If that was a game, it was the oddest one I’ve ever seen.
If it was a game.
Feeling a sense of worry, he re-saved his session log so he would have a record of everything he had just done, and then closed the MouseCatcher down.
Then he pulled up some menus, enhanced his security, erased his browser history, and made sure his firewall was in place. He closed down the browser, background programs, and the laptop. As an extra precaution, he even unplugged it from the wall.
Back in the real world, he checked the locks on the house door and closed the deadbolt before he turned into bed beside his sleeping wife.

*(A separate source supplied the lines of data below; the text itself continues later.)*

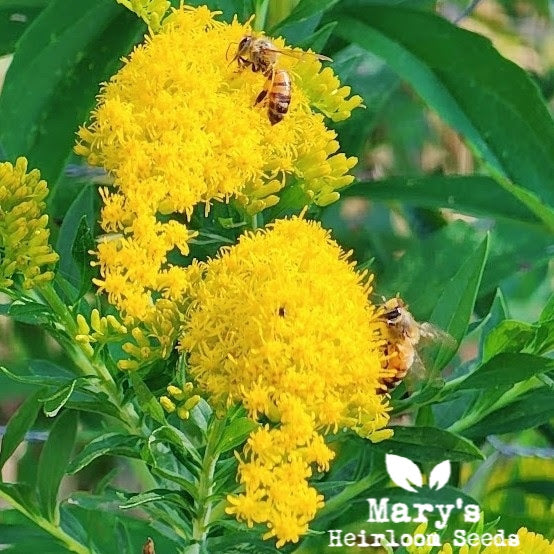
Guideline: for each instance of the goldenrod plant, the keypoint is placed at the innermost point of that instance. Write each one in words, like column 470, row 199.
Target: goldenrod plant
column 288, row 288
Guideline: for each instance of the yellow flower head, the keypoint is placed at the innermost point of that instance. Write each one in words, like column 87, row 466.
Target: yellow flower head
column 283, row 324
column 24, row 248
column 177, row 125
column 283, row 315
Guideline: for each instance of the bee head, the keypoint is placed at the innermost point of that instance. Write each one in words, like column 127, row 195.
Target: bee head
column 244, row 44
column 393, row 310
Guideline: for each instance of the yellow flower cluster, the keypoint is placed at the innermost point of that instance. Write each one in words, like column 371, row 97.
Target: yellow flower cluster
column 275, row 475
column 180, row 400
column 24, row 248
column 283, row 324
column 528, row 543
column 177, row 126
column 100, row 331
column 537, row 506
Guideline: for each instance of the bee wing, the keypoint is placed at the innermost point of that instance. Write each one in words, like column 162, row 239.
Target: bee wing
column 430, row 333
column 298, row 55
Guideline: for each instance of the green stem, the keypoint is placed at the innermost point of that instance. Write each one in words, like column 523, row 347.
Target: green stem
column 53, row 530
column 508, row 397
column 348, row 493
column 58, row 533
column 203, row 504
column 260, row 15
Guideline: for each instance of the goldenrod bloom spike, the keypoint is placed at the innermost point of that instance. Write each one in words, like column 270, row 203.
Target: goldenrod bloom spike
column 282, row 324
column 24, row 248
column 189, row 134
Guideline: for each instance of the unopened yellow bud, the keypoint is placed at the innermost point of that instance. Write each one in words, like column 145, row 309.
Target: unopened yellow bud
column 167, row 404
column 95, row 321
column 82, row 324
column 127, row 365
column 183, row 413
column 176, row 392
column 192, row 402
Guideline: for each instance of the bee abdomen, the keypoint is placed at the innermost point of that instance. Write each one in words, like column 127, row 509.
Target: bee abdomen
column 279, row 96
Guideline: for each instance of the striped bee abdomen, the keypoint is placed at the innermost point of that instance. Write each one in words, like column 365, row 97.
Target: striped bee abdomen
column 279, row 96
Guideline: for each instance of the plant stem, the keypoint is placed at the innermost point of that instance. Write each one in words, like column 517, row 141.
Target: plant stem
column 58, row 533
column 203, row 504
column 53, row 530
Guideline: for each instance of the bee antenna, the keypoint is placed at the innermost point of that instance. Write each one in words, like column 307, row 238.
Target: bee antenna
column 227, row 52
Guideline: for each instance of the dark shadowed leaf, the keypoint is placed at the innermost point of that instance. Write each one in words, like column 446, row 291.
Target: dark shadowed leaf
column 429, row 444
column 53, row 462
column 487, row 98
column 506, row 369
column 21, row 421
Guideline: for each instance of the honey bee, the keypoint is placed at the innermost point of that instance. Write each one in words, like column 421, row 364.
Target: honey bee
column 261, row 55
column 404, row 335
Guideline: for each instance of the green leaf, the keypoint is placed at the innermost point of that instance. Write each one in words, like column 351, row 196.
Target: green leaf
column 236, row 433
column 475, row 195
column 20, row 422
column 429, row 444
column 113, row 444
column 55, row 402
column 317, row 41
column 509, row 336
column 26, row 311
column 15, row 18
column 20, row 496
column 156, row 495
column 50, row 86
column 34, row 379
column 180, row 480
column 506, row 369
column 304, row 10
column 82, row 245
column 538, row 487
column 498, row 312
column 455, row 305
column 147, row 401
column 487, row 98
column 529, row 411
column 80, row 218
column 53, row 461
column 169, row 434
column 547, row 313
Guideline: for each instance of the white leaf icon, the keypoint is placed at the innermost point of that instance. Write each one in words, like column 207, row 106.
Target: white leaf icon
column 403, row 472
column 439, row 475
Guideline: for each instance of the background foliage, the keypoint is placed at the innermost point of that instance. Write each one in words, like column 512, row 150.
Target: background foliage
column 453, row 209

Outside, the crickets continued cheeping, as though none of this had happened.
Music blared from the speakers of the red beat-up Toyota as it flew down the highway, windows open, speakers cranked up. The air conditioning was broken, but at least the stereo system worked.
The young driver, steering easily with one hand, was on the shorter side, stocky, long-haired, tattooed, one ear pierced, wearing black sunglasses. He was driving just over the speed limit, fast enough to pass other vehicles, slow enough not to catch the attention of any policemen. Behind and around him, the car was crammed with stuff: books, clothes, duffle bags, a large picture of the Sacred Heart, and an odd array of boxes and cabinets and cases. One item hadn’t fit into any of the cases and lay on the seat beside him—a long Japanese sword, gleaming silver.
Alex O’Donnell was on his way home from college.
He whistled along with the music as he sped down the miles of cracked asphalt on the Pennsylvania turnpike, dexterously avoiding the potholes. He breathed in relief when he hit the turnoff for 80 East. A few more hours or so and he’d be back in Virginia, Fairfax County, the suburb of DC where he lived.